The real problem with this work lies in his epistemology, which is shoddy beyond measure. To wit: "The texts of science have no meaning apart from what readers make out of them, yet -ironically - they aspire to be a transcript of the truth of nature, needing no interpretation." Historians and scientists alike may well be confused about many of the details of how science developed, but Secord is a reader who can make little sense of science. He seems to be at home in the emotional, blustering, and over-moralized world our ancestors lived in before they learned how to evaluate the world with some degree of objectivity (full objectivity is impossible, of course). This was the problem the 19th century set itself. The fact that this rationalism was carried too far does not mean it needs to be rejected in toto. I am old enough to remember the distortions of print culture and I find those fostered by electronic media and espoused by Mr. Secord to be no improvement. All symbolic systems distort. The current obsession with cultural relativism is no more than an unconscious mimicry of habits encouraged by television, which favors rhetoric (he said-she said) over objectivity. Mr. Secord and his ilk consider themselves to be on the cutting edge of historical criticism when they really represent a new orthodoxy fostered by television. Secord is hardly the chief offender here. He retains both a readable style and knowledge of how to gather and evaluate evidence. He would be a better historian if he would rid himself of his philosophical pretensions.

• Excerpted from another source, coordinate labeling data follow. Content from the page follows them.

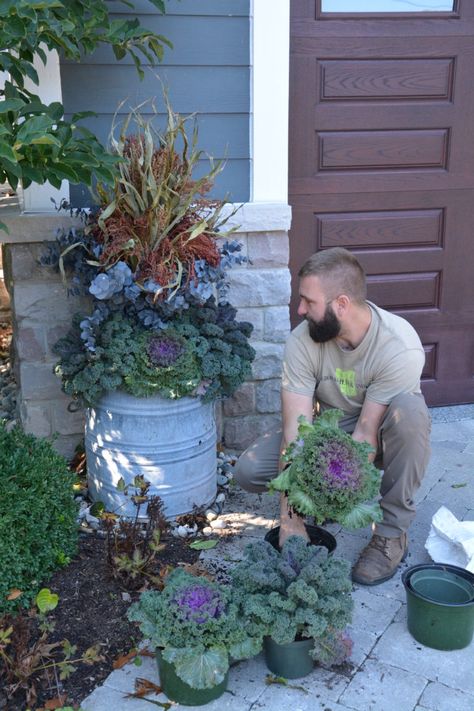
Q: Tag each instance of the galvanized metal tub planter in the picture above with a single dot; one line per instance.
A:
(317, 537)
(440, 605)
(171, 443)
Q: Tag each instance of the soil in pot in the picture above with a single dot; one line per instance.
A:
(177, 690)
(317, 536)
(440, 605)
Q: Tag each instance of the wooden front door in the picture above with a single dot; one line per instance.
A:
(382, 163)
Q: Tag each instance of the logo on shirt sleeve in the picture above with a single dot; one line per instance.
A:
(346, 382)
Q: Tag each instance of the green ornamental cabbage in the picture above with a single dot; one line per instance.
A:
(195, 623)
(300, 592)
(329, 475)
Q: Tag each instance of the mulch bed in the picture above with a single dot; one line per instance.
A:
(91, 611)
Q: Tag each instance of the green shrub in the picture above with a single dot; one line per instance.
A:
(38, 529)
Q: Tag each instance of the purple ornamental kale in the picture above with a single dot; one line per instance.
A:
(164, 351)
(199, 603)
(340, 468)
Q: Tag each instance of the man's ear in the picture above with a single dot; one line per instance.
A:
(342, 304)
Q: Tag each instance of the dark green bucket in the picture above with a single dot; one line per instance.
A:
(317, 537)
(291, 661)
(177, 690)
(440, 605)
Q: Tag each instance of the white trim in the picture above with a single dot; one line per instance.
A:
(37, 198)
(42, 226)
(270, 59)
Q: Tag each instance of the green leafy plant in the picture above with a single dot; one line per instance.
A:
(36, 142)
(25, 657)
(38, 525)
(328, 474)
(196, 624)
(160, 323)
(296, 593)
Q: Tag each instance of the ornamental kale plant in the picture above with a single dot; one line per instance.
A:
(328, 474)
(195, 624)
(151, 263)
(300, 592)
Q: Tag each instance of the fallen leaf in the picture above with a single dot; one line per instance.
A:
(125, 659)
(196, 570)
(204, 545)
(56, 703)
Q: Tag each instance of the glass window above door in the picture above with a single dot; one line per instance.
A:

The Evolution of Evolution
Helpful Votes: 6 out of 8 total.
Review Date: 2002-01-13
As Henry Drummond noted in 1883, "This is the age of the evolution of Evolution. All thoughts that the Evolutionist works with, all theories and generalizations, have themselves evolved and are now being evolved."
This remarkable work on the Vestiges of Robert Chambers is itself a history of the evolution of evolution, describing in wonderful detail the context of a book that perfectly fits Drummond's description. Springing from eighteenth century intimations, first theorized by Lamarck, the idea of evolution finally bursts into public consciousness with Chambers' Vestiges, whose sudden popularity, if not notoriety, made it one of the first modern bestsellers in an age of technological breakthroughs in communications, transport, and printing. Laying the groundwork for laters theories, it nonetheless is too often dismissed as pseudo-scientific when, in fact, the author was aware of certain aspects of the pre-Darwinian ideas of evolution that only now are resurfacing, after being shunted aside by the Darwin tide to come. The account in this work is an engaging hybrid of cultural history mixed into the biography of Chambers' book, and is useful for the student of evolution in its account of the social relations of science, from the gentleman scientist to the grub street popularizers, and indirectly brings to life the later relationship of Huxley to Darwin. The age of Darwin in which we live has made him the sole authority and source of a science of evolution and this distorts the facts, and has obscured the reputation of this and other books. Indeed part of the confusion over selectionist theories sprang from the need for Darwin to artificially separate himself from previous ideas of evolution, by a novelty of claims, since the idea of evolution had seen its foundations laid. It is good to remember the full tale. The reality is that Vestiges was the first thunderclap of the evolutionary idea, whose correct intimations mixed with much speculative confusion were filtered out of the positivist account of Darwin, that provoked its own firestorm of reactions, for not the least reason that it was as evolutionary as the work of Chambers, and did not truly foot the bill for a theory of descent.